Poor use of language underscores one of my many frustrations regarding both the George Zimmerman trial and the Michael Dunn trial. According to Juror B-37 in the Zimmerman case, Trayvon Martin “played a huge role in his death.” Continuing with this foolishness, Juror B-37 tells Anderson Cooper:

“He could have…When George confronted him, and he could have walked away and gone home. He didn’t have to come back and do whatever he did and come back and fight.”

It never occurs to this woman that “George” was not entitled to confront Martin or that Trayvon Martin would have just “walked away and gone home” if “George” had not prevented him from doing so. Neither does she consider that the story of Martin “[coming] back and [doing] whatever he did” is Zimmerman’s account of how he murdered Trayvon Martin. This woman merely assumes Zimmerman’s credibility rather than requiring that he earn it. Juror B-37 is so inarticulate that one has to understand how systems of domination inform her remarks for them to be intelligible. For example, every individual plays a “huge” role in their death; without you first having life, you cannot meet your own death–you have to live to die. Martin left his home to purchase snacks, he didn’t plan to get himself killed by a stranger. He wanted to go home and was in fact heading there until George Zimmerman lethally ended his trip. The scenario Juror B-37 constructs only makes sense if black people are always responsible for what white people think of them; that black people should feel compelled to account for their whereabouts to any white person at anytime and in anyplace; that black people cannot feel threatened, and if they do, they can’t defend themselves.

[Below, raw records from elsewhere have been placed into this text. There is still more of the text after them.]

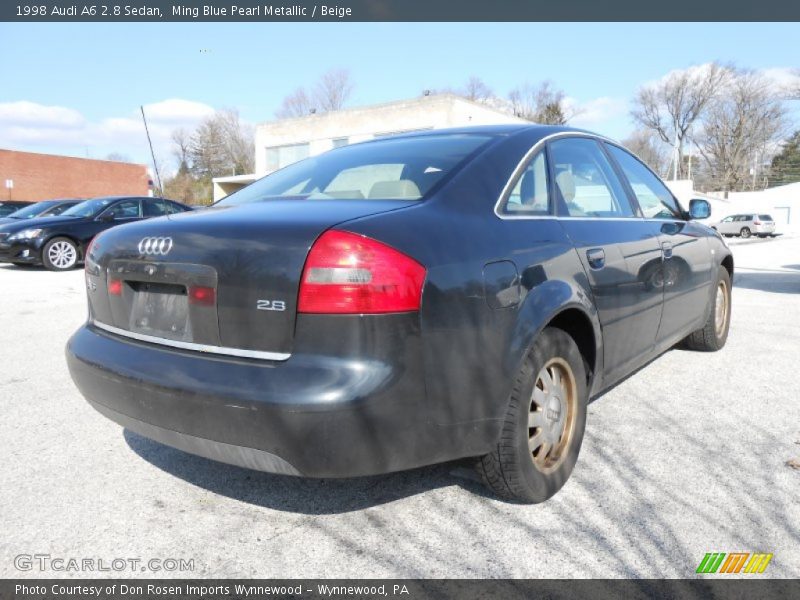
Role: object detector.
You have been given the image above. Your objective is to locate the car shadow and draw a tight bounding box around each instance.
[733,269,800,294]
[123,429,493,515]
[0,264,47,271]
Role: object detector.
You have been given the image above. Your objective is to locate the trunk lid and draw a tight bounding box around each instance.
[88,200,414,357]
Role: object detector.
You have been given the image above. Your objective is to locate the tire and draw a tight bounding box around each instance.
[476,327,588,503]
[740,227,751,239]
[42,237,79,271]
[683,266,731,352]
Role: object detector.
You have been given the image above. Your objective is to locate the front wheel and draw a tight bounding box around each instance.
[740,227,751,238]
[42,237,79,271]
[683,266,731,352]
[476,327,587,503]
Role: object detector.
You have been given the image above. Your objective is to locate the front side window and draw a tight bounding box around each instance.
[219,134,492,206]
[549,138,634,218]
[500,151,550,215]
[607,144,682,220]
[105,199,141,219]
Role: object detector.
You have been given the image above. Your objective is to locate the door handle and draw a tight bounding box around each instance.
[586,248,605,269]
[661,241,673,259]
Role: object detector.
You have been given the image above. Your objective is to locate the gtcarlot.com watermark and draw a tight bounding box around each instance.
[14,554,194,573]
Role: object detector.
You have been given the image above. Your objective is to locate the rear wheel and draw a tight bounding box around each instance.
[740,227,751,238]
[42,237,79,271]
[476,327,587,503]
[683,266,731,352]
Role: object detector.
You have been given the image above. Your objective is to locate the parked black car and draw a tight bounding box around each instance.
[0,196,191,270]
[0,198,82,227]
[0,201,33,217]
[67,126,732,502]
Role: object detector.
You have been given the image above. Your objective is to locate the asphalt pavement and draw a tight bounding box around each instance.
[1,234,798,578]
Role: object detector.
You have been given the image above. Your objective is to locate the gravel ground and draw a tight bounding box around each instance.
[1,234,798,579]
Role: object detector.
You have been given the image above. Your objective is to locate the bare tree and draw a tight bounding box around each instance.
[171,128,191,173]
[621,129,672,177]
[275,87,314,119]
[508,81,574,125]
[105,152,131,162]
[463,76,494,103]
[695,69,790,192]
[631,62,729,180]
[313,68,355,112]
[275,69,355,118]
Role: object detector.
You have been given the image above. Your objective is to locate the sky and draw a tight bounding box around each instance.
[1,22,798,170]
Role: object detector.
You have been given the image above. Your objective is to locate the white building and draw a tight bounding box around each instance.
[212,94,525,200]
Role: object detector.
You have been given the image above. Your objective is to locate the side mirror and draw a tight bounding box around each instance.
[689,199,711,220]
[98,211,115,222]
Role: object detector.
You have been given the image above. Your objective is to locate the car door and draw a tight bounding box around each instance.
[605,143,714,345]
[549,136,665,384]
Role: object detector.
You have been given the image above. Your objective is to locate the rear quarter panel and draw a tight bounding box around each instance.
[340,130,602,456]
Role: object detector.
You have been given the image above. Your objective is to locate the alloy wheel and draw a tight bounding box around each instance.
[48,240,77,269]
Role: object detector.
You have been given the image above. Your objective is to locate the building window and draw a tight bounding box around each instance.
[332,137,349,149]
[265,143,310,172]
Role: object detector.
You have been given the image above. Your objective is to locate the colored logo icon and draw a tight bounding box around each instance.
[696,552,773,574]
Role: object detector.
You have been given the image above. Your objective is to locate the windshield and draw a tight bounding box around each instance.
[5,202,55,219]
[218,133,492,206]
[61,198,116,218]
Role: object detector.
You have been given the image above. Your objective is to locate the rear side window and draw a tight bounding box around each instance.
[217,134,492,206]
[549,138,634,218]
[143,199,168,217]
[759,214,773,221]
[606,144,682,219]
[500,151,550,215]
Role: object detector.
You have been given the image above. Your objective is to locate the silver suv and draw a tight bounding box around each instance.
[713,214,776,238]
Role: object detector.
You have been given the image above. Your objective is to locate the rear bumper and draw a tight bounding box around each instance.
[66,318,482,478]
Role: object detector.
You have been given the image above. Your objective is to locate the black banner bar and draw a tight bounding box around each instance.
[4,580,800,600]
[2,0,800,22]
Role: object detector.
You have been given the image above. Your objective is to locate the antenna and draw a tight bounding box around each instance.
[140,105,163,196]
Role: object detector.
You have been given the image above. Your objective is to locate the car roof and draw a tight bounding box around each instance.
[349,124,611,156]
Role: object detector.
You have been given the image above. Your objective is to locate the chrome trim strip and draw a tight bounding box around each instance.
[92,320,291,361]
[493,131,619,221]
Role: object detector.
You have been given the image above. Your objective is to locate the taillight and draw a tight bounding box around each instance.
[108,278,122,296]
[189,285,216,306]
[754,220,762,225]
[298,230,426,314]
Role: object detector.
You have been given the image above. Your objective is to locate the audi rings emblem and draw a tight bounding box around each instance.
[138,237,173,256]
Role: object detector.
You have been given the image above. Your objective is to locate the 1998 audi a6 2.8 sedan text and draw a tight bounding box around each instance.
[67,126,732,502]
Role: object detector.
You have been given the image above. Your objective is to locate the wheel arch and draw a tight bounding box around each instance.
[721,252,734,278]
[506,279,602,399]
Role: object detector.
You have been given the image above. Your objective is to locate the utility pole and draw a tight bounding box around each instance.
[140,105,163,196]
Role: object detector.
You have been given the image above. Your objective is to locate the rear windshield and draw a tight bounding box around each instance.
[217,134,492,206]
[758,214,773,220]
[3,202,53,219]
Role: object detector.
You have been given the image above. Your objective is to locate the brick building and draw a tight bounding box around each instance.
[0,149,152,201]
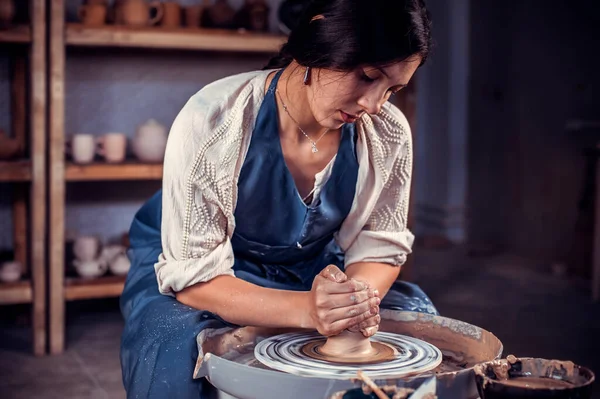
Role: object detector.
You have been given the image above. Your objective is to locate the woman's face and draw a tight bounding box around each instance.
[307,57,421,129]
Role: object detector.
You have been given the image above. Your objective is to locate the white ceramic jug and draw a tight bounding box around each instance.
[132,119,168,163]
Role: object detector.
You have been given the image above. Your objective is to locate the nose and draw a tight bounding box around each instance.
[357,92,385,115]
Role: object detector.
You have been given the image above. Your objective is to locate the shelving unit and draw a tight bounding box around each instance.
[48,0,285,354]
[0,0,47,356]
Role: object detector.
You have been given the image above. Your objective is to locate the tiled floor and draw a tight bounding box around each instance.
[1,246,599,398]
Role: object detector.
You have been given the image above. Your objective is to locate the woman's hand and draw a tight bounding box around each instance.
[308,265,380,337]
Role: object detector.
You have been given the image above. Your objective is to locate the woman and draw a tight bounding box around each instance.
[120,0,435,397]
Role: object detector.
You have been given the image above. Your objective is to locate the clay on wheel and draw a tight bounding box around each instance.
[320,330,376,358]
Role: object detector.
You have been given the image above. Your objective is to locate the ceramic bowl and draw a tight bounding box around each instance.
[474,356,595,398]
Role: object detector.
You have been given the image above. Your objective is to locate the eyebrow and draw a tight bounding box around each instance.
[375,66,408,87]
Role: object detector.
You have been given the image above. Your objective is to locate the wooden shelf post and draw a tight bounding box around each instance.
[49,0,66,355]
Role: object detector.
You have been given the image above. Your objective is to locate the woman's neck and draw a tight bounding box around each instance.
[275,62,328,140]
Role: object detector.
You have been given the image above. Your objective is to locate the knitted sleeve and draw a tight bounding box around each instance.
[343,105,415,267]
[154,91,247,295]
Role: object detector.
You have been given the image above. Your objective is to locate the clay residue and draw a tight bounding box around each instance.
[499,377,573,389]
[474,356,591,390]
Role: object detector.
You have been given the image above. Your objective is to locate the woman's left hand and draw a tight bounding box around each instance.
[320,265,381,338]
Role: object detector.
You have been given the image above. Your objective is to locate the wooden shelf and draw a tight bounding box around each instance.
[0,25,32,44]
[65,161,163,181]
[0,160,32,182]
[0,280,33,305]
[64,275,126,301]
[65,23,286,53]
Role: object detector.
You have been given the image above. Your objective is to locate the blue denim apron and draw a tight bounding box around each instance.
[120,70,438,398]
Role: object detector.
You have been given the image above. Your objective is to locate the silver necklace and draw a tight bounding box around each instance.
[276,90,330,153]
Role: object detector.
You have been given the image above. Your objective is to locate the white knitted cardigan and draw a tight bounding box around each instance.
[155,69,415,295]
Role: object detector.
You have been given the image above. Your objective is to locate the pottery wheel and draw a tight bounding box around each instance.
[254,331,443,379]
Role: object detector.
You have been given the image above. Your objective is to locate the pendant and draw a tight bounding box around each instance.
[311,143,318,153]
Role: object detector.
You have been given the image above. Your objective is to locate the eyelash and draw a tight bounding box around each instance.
[360,71,400,96]
[360,72,376,83]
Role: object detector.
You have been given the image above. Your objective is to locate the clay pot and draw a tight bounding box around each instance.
[204,0,236,29]
[78,3,107,27]
[132,119,167,163]
[73,235,101,262]
[235,0,269,32]
[120,0,163,27]
[184,1,210,28]
[160,1,181,28]
[0,129,23,160]
[0,0,15,30]
[0,260,21,283]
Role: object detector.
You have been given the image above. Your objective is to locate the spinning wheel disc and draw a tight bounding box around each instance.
[254,331,442,379]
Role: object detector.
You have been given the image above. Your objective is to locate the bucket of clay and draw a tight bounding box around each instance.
[474,356,595,398]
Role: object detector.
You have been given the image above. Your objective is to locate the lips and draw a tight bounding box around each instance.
[340,111,360,123]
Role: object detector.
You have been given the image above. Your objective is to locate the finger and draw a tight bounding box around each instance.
[327,288,376,309]
[347,311,380,332]
[322,297,380,324]
[327,307,377,336]
[361,324,379,338]
[319,264,347,283]
[320,278,370,295]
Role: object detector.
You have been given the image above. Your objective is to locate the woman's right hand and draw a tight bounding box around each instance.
[308,265,380,337]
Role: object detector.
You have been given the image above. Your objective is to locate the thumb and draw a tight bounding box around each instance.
[320,264,347,283]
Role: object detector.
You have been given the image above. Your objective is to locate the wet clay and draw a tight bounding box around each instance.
[302,339,396,365]
[498,377,573,389]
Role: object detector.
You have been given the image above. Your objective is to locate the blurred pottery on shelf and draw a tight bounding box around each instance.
[117,0,163,27]
[0,129,23,160]
[109,253,131,276]
[0,0,15,30]
[0,260,22,283]
[73,259,107,279]
[132,119,167,163]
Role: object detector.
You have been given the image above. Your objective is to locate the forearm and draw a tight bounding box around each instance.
[176,275,312,329]
[345,262,401,298]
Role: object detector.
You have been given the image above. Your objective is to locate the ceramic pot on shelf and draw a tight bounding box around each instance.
[73,259,108,279]
[119,0,163,27]
[109,253,131,276]
[0,261,22,283]
[0,129,23,160]
[0,0,15,30]
[132,119,168,163]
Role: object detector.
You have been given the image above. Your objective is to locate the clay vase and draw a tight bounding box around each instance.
[132,119,168,163]
[204,0,236,29]
[78,3,108,27]
[0,0,15,30]
[0,129,23,160]
[120,0,163,27]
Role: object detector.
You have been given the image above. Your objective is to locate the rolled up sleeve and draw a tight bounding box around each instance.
[344,125,415,267]
[154,97,237,296]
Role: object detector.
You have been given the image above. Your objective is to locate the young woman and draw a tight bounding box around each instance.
[120,0,436,397]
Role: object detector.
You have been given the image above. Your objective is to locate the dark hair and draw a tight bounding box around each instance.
[264,0,432,70]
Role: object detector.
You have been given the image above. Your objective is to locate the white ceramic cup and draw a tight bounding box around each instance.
[97,133,127,163]
[73,235,100,262]
[70,134,96,164]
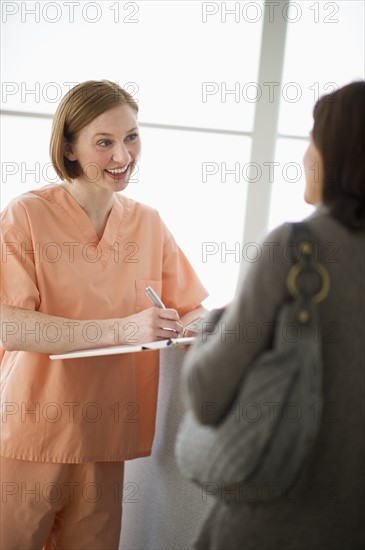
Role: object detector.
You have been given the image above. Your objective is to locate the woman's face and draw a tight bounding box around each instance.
[65,104,141,192]
[303,132,324,205]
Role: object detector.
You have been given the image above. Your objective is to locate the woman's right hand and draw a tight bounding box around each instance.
[120,307,183,345]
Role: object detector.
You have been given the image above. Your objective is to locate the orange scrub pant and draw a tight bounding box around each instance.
[0,456,125,550]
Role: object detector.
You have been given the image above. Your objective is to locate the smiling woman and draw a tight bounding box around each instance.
[48,81,142,238]
[0,79,208,549]
[50,80,139,184]
[61,103,141,238]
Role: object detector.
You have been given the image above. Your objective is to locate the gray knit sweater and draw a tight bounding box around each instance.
[181,207,365,550]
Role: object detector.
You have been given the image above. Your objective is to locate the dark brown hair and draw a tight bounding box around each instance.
[312,80,365,231]
[50,80,138,182]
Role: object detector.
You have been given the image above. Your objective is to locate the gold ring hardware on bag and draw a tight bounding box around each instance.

Now, according to Juror B-37’s logic, Michael Dunn “could have [driven] away and gone home.” Dunn didn’t live next door to those teenagers, they were all in cars so why couldn’t he have just driven away? So in this scenario, Juror B-37 is on to something, but in this case, Dunn driving away and moving beyond the situation seems meaningless. Moreover, just like Juror B-37, the Assistant State Attorney, John Guy, assumes that what the perpetrator alleges, accurately and honestly conveys what Davis said or didn’t say. Thus, Guy’s claim that Jordan Davis “didn’t have a weapon, he had a big mouth” ignores the fact that the defendant, Dunn, might just lack credibility. It’s not clear to me that Davis “had a big mouth.” What exactly makes Michael Dunn credible? This is a man who felt entitled to tell strangers in another vehicle how loud they were allowed to play music that he dislikes, who wounded three teenagers and killed one, and who then goes to a hotel with his girlfriend and orders pizza?!

With the verdict, both the State Attorney, Angela Corey, and Dunn’s attorney, Cory Strolla, plan to fight the verdict. We can only pray that they plan on leaving their guns at home.